How Scamming Consumers Became Normalised
TL;DR
While shrinkflation—reducing product quantities while keeping prices stable—has existed for 75 years, corporations are now increasingly exploiting inflation as cover to expand profit margins far beyond input cost increases, with data showing corporate profits drove 53% of 2023 inflation compared to just 11% over the prior four decades.
🧠 The Psychology of Shrinkflation 3 insights
Just Noticeable Difference hides size reductions
According to Weber's law, products must change by approximately 13% in weight for humans to physically perceive the difference, allowing companies to gradually reduce sizes without triggering consumer awareness.
Shrinkflation accelerated aggressively post-2020
While the practice dates back 75 years as a response to supply chain pressures, recent examples show dramatic jumps like Charmin reducing sheets per roll by over 65% since the 1960s and Bounty cutting sheets from 135 to 123.
Recent product downsizing exceeds inflation rates
Products like Simply Orange juice dropped from 52 oz to 46 oz and Crystal Light from 6 to 4 packets, with reduction rates surpassing actual inflation metrics.
💸 Greedflation: Profits Disguised as Inflation 3 insights
Input costs rose 1% while prices increased 3.4%
According to the Groundwork Collaborative, 2024 data shows producer input costs rose only 1% in the US, yet consumer prices rose 3.4%, indicating 2.4% of price hikes served purely to boost profit margins.

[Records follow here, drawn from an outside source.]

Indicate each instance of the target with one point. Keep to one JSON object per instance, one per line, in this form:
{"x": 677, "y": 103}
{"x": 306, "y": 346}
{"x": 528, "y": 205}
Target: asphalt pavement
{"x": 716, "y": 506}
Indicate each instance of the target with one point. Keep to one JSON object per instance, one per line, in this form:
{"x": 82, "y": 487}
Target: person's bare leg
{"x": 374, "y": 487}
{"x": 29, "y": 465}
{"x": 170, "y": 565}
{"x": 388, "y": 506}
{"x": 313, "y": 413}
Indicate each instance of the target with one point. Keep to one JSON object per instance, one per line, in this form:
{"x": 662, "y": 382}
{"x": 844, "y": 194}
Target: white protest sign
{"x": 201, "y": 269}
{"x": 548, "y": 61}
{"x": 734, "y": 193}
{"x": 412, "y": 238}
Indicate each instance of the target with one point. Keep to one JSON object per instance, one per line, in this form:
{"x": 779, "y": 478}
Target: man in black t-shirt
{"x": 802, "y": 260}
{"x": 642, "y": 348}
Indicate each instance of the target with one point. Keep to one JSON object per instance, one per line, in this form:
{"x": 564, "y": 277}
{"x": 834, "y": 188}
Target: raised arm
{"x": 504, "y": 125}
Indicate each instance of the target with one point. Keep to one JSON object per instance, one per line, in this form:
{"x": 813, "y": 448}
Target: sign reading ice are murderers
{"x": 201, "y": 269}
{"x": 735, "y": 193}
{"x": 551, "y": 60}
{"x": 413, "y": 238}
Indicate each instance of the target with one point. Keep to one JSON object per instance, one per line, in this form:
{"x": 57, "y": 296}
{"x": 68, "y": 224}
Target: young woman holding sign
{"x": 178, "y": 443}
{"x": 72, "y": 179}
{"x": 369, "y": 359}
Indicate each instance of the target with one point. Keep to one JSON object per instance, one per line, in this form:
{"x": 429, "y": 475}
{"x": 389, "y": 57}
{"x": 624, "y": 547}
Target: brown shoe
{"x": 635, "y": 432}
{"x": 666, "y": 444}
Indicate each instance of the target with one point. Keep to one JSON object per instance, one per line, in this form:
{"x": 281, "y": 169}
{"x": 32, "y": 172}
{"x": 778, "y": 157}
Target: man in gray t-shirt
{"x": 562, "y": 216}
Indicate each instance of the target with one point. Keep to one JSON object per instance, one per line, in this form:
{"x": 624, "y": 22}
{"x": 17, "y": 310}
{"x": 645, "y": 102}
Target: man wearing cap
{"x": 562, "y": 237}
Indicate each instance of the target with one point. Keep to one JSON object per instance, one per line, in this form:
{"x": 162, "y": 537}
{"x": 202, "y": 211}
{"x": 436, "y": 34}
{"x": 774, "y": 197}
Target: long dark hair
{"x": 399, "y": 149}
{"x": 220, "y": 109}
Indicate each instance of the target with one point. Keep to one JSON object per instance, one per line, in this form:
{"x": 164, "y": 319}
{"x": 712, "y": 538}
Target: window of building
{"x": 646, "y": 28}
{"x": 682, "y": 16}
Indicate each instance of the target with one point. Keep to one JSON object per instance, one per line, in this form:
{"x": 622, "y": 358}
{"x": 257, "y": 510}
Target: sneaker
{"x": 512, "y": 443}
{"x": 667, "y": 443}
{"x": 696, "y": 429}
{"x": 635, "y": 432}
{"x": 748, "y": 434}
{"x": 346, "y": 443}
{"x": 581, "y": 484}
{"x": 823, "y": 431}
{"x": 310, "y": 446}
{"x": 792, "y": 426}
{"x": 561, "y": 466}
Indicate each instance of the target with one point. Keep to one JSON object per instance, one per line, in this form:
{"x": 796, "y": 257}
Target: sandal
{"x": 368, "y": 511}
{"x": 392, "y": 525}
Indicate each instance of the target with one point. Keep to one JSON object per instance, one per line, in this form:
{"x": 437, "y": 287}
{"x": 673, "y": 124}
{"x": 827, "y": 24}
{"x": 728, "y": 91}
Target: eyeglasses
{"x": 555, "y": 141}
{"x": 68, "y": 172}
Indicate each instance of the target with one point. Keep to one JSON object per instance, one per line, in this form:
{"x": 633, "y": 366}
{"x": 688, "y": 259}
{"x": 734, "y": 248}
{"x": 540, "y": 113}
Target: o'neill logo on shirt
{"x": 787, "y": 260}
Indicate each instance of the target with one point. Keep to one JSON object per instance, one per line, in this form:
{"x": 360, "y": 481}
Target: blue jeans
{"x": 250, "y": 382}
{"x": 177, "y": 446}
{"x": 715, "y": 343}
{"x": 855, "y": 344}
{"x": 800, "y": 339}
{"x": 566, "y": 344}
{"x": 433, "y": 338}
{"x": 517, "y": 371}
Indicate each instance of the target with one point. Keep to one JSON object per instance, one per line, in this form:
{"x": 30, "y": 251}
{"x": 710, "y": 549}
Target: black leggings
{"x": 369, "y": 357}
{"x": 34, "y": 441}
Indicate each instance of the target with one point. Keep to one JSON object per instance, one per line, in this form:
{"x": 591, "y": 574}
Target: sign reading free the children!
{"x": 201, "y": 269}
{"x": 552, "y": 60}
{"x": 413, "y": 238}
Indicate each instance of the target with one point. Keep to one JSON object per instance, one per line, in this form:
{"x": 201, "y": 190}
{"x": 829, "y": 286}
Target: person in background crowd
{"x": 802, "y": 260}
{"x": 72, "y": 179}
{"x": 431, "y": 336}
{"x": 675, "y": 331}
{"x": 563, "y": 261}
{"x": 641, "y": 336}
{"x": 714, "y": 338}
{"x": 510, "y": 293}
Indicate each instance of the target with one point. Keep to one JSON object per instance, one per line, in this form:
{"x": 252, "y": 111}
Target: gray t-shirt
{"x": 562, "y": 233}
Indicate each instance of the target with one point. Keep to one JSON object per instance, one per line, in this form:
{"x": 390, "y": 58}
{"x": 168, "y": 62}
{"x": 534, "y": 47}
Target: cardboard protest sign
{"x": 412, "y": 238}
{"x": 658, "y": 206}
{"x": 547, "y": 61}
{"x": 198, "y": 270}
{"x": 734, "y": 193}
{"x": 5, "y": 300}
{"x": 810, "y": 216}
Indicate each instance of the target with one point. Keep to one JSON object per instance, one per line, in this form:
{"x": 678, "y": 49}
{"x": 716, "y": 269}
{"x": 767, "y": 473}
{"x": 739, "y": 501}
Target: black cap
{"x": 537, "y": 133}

Corporate profits now drive majority of inflation
Corporate profits accounted for 53% of inflation during 2023's second and third quarters, a dramatic shift from the previous 40-year average where profits contributed just 11% of price growth.
Global pattern of excess profit taking
The UK saw average profit margins 30% above pre-pandemic levels across 17,000 firms, Australia recorded $100 billion in excess profits from December 2022 to June 2023, and Canadian after-tax profits were 55% higher than 2019 levels.
⚖️ Skimpflation and Regulatory Responses 3 insights
Skimpflation cuts ingredient quality covertly
Manufacturers increasingly substitute cheaper ingredients, exemplified by Coca-Cola's gradual switch from raw sugar to high-fructose corn syrup over four years, fundamentally altering product composition without reducing size.
Governments implement labeling and fining mechanisms
South Korea now fines companies approximately $7,000 for failing to display shrinkflation labels for three months, while Australia is reviewing unit pricing laws and threatening fines for misleading package sizes.
Consumer defense requires unit price vigilance
Experts recommend comparing price-per-serving rather than total package cost, checking unit pricing labels, stocking up on discontinued older product sizes, and using loyalty programs to mitigate the impact of downsizing.
Bottom Line
Always calculate and compare the unit price or price-per-serving rather than the total package cost, and be willing to switch brands or stop purchasing when prices exceed justifiable inflation to force corporations to backpedal on excessive shrinkflation.